Wie die Pilot-Light Strategie stellt die Warm-Standby Strategie zusätzlich zu den regelmäßigen Backups die Live-Daten zur Verfügung. Der Unterschied zwischen den beiden Strategien ist, dass im Warm-Standby die IT-Workload bereits auf einer minimalen Infrastruktur vollständig läuft und somit Anfragen mit reduzierter Kapazität verarbeiten werden können. Wie in Abbildung 7 dargestellt, ist in jeder Architekturebene (engl.: «tier») bereits eine Amazon EC2-Instanz vorhanden. Weil alle Endpunkte der IT-Workload auf der passiven Seite verfügbar sind, ist es in dieser Konfiguration einfacher, die Warm-Standby IT-Workload zu testen und alle Testtransaktionen zu verarbeiten. Da die vorgehaltene Infrastruktur allerdings nur sehr geringe Kapazität aufweist, muss sie vor dem Failover skaliert werden, um die Produktionsanforderungen zu erfüllen.

Multi-Standort aktiv/aktiv

In der Multi-Standort aktiv/aktiv Anordnung (engl. «Multi-site active/active DR architecture») nehmen zwei oder mehrere AWS-Regionen aktiv Anfragen entgegen. Sollte es zu einem Failover kommen, dann müssen lediglich die Anfragen an die ausgefallene Region an die weiterhin funktionierenden AWS-Regionen umgeleitet werden. In dieser Anordnung werden Daten regionsübergreifend repliziert und aktiv verwendet, um Leseanfragen in der jeweiligen Region zu bearbeiten.
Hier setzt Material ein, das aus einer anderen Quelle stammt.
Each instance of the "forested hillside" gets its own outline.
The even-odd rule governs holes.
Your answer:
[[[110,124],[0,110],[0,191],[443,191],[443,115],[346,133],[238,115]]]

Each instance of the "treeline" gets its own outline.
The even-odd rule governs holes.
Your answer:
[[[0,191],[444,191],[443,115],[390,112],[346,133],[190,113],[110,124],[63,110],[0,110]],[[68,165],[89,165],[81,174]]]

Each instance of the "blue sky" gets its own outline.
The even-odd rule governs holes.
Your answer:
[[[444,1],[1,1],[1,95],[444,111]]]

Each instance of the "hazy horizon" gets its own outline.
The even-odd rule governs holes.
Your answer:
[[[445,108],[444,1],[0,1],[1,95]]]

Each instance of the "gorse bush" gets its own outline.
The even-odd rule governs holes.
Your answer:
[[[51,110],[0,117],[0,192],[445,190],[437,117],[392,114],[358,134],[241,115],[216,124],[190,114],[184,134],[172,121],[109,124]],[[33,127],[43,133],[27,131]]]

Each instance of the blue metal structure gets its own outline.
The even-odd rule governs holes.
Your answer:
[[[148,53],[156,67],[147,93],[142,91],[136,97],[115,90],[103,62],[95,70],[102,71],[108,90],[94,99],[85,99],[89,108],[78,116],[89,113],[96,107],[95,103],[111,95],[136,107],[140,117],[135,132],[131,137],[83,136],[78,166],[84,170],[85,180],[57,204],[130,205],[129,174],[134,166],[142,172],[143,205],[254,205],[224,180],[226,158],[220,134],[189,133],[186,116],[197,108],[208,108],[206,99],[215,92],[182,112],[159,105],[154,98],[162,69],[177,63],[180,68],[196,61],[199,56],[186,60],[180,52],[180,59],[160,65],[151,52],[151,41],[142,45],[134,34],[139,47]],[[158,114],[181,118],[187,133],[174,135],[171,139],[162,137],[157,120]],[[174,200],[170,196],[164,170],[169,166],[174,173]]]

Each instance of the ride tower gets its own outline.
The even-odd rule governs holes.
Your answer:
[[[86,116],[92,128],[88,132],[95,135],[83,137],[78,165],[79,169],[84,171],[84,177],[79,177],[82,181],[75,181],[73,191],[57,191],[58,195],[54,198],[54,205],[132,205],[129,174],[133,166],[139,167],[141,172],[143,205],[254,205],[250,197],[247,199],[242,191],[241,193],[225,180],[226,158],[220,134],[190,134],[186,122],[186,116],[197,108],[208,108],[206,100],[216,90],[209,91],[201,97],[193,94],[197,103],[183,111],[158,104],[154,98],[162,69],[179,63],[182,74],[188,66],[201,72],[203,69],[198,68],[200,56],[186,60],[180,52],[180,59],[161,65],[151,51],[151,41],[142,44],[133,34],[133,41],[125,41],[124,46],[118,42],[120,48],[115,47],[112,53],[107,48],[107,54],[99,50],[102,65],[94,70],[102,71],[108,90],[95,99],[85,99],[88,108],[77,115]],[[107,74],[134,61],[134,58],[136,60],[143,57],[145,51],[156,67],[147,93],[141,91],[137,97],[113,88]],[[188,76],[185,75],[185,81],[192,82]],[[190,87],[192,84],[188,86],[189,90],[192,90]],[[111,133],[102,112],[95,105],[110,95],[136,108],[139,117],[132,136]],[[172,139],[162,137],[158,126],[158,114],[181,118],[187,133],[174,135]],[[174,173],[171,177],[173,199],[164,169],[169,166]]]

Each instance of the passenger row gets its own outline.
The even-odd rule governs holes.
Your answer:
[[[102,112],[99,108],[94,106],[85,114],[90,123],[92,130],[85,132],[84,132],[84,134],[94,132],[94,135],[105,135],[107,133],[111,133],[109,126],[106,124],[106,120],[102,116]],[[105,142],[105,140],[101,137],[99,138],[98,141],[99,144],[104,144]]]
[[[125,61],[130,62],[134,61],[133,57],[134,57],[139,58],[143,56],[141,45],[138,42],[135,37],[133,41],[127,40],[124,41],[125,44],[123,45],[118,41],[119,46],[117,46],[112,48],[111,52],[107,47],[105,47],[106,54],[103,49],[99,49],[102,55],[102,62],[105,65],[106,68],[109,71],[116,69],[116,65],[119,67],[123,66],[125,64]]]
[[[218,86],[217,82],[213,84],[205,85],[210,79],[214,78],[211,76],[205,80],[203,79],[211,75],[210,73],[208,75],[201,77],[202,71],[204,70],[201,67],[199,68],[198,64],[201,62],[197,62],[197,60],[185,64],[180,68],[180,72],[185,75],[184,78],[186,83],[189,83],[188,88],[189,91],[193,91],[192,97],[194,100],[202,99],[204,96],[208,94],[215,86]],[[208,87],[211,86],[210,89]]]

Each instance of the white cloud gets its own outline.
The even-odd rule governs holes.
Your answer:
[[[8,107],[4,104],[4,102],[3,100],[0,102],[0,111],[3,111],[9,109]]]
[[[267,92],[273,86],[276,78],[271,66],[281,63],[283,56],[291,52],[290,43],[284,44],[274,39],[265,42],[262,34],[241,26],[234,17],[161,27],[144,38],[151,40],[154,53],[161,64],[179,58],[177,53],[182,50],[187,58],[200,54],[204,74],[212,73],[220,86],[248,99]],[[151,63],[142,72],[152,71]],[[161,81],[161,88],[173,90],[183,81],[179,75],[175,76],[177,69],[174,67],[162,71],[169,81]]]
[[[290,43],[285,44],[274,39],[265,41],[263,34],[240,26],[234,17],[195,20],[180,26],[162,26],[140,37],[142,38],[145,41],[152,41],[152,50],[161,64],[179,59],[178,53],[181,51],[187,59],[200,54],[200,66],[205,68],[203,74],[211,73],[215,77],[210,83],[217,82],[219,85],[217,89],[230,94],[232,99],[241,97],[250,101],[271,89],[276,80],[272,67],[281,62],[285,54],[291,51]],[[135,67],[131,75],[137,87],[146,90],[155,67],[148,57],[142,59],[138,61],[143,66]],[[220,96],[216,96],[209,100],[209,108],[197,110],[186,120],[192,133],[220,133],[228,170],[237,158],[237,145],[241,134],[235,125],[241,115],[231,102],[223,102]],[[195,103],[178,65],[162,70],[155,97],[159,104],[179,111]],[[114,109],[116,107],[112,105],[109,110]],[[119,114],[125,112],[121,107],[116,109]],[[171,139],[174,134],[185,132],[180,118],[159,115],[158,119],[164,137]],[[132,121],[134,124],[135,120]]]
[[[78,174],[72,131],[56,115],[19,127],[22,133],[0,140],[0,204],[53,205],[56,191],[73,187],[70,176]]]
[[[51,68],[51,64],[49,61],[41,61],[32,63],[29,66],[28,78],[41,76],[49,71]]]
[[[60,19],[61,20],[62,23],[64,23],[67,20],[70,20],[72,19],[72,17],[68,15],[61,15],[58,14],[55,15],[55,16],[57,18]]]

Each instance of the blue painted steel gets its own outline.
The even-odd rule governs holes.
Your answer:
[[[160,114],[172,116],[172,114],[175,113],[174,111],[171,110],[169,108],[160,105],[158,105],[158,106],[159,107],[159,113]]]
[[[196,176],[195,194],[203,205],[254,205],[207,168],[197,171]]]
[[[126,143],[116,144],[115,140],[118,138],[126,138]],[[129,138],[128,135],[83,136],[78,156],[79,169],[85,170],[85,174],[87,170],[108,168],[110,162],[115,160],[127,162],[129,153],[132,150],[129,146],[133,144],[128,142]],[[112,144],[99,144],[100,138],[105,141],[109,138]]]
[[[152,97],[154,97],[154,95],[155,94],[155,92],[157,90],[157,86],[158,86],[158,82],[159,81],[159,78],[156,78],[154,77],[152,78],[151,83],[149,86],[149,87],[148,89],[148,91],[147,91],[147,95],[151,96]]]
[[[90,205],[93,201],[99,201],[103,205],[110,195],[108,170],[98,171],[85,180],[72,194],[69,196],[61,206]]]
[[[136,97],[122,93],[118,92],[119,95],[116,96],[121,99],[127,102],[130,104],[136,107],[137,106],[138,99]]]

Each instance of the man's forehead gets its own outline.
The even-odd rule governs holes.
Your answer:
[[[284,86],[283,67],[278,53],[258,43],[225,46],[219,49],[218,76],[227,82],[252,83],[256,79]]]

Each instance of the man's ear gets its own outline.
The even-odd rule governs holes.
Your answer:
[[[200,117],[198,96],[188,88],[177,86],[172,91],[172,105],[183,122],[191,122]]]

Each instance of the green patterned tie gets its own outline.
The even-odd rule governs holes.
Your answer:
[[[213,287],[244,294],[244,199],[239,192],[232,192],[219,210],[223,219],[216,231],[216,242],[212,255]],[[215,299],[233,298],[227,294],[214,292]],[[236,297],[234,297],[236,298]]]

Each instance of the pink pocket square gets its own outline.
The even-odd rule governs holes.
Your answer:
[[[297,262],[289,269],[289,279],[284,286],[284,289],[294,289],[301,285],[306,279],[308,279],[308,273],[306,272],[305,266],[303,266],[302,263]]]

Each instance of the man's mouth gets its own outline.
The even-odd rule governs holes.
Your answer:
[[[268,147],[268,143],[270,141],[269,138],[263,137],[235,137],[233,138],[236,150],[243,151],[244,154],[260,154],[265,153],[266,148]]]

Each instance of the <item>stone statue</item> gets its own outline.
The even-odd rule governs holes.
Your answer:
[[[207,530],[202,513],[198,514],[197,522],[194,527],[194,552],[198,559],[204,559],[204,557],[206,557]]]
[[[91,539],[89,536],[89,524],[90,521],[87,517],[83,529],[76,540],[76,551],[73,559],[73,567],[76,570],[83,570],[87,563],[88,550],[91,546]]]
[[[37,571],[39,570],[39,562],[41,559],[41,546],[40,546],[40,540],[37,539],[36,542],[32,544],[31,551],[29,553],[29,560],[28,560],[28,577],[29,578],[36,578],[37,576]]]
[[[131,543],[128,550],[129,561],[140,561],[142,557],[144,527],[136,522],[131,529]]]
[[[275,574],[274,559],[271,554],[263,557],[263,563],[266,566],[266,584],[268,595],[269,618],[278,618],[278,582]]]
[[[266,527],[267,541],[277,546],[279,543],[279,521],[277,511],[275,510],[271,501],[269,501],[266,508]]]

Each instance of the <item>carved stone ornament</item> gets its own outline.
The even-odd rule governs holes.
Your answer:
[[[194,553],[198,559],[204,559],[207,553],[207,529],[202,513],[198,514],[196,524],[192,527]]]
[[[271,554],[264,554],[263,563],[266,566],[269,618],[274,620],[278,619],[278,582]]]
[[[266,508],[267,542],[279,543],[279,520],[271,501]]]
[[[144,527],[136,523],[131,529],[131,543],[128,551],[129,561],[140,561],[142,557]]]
Abbildung 8: Architektur für die Multi-Standort aktiv/aktiv Notfallwiederherstellung

Für Schreibanfragen können Sie verschiedene Verfahren verwenden. Ein Beispiel ist das Schreiben in die lokale AWS-Region oder das Umleiten von Schreibvorgängen an bestimmte AWS-Regionen. Diese Verfahren werden in einem zukünftigen Blogbeitrag ausführlich besprochen. Wie immer für Notfallwiederherstellungsstrategien werden Datensicherungen durchgeführt damit sich Daten bei Verlust wiederherstellen lassen. Abbildung 8 zeigt wie in der Datenbankebene Amazon DynamoDB mit globalen Amazon DynamoDB-Tabellen verwendet werden. Das ist eine ausgezeichnete Wahl für eine Multi-Standort aktiv/aktiv Anordnung, weil in diese lokalen Tabellen von der jeweils zugeordneten Region geschrieben werden kann und die Daten normalerweise innerhalb einer Sekunde in allen anderen Regionen zur Verfügung stehen.

Fazit

Katastrophenereignisse stellen eine Gefahr für die Verfügbarkeit Ihrer IT-Workloads und Ihres Geschäftsbetriebs dar. Durch die Nutzung der AWS-Cloud-Dienste reduzieren oder eliminieren Sie diese Gefahr für Ihr Unternehmen. In einem ersten Schritt analysieren Sie Ihre IT-Workloads und legen die Geschäftsanforderungen fest. Danach wählen Sie eine geeignete Wiederherstellungsstrategie. Schliesslich entwerfen Sie mithilfe von AWS-Services eine Architektur, um den geschäftlich erforderlichen Wiederherstellungszeitpunkt- (engl. «RPO») und die Wiederherstellungsdauer (engl. «RTO») zu erreichen.

Über den Autor

Seth Eliot
Seth Eliot
Als Principal Developer Advocate und vorher als Principal Reliability Solutions Architect bei AWS hilft Seth AWS-Kunden, robuste und skalierbare Systeme in der Cloud zu entwerfen und aufzubauen. Er verfügt über 11 Jahre Erfahrung in verschiedenen technischen Funktionen bei Amazon.com. Dort hat er als Principal Solutions Architect praxisnah mit Ingenieuren zusammengearbeitet, um für Amazon.com die Verwendung der AWS Cloud zu vertiefen und zu optimieren. Zuvor war er Principal Engineer für Amazon Fresh und International Technologies. Seth kam 2005 zu Amazon, wo er bald darauf die Technologie mitentwickelte, aus der Prime Video werden sollte. Sie können Seth auf Twitter @setheliot oder auf LinkedIn unter https://www.linkedin.com/in/setheliot/ folgen.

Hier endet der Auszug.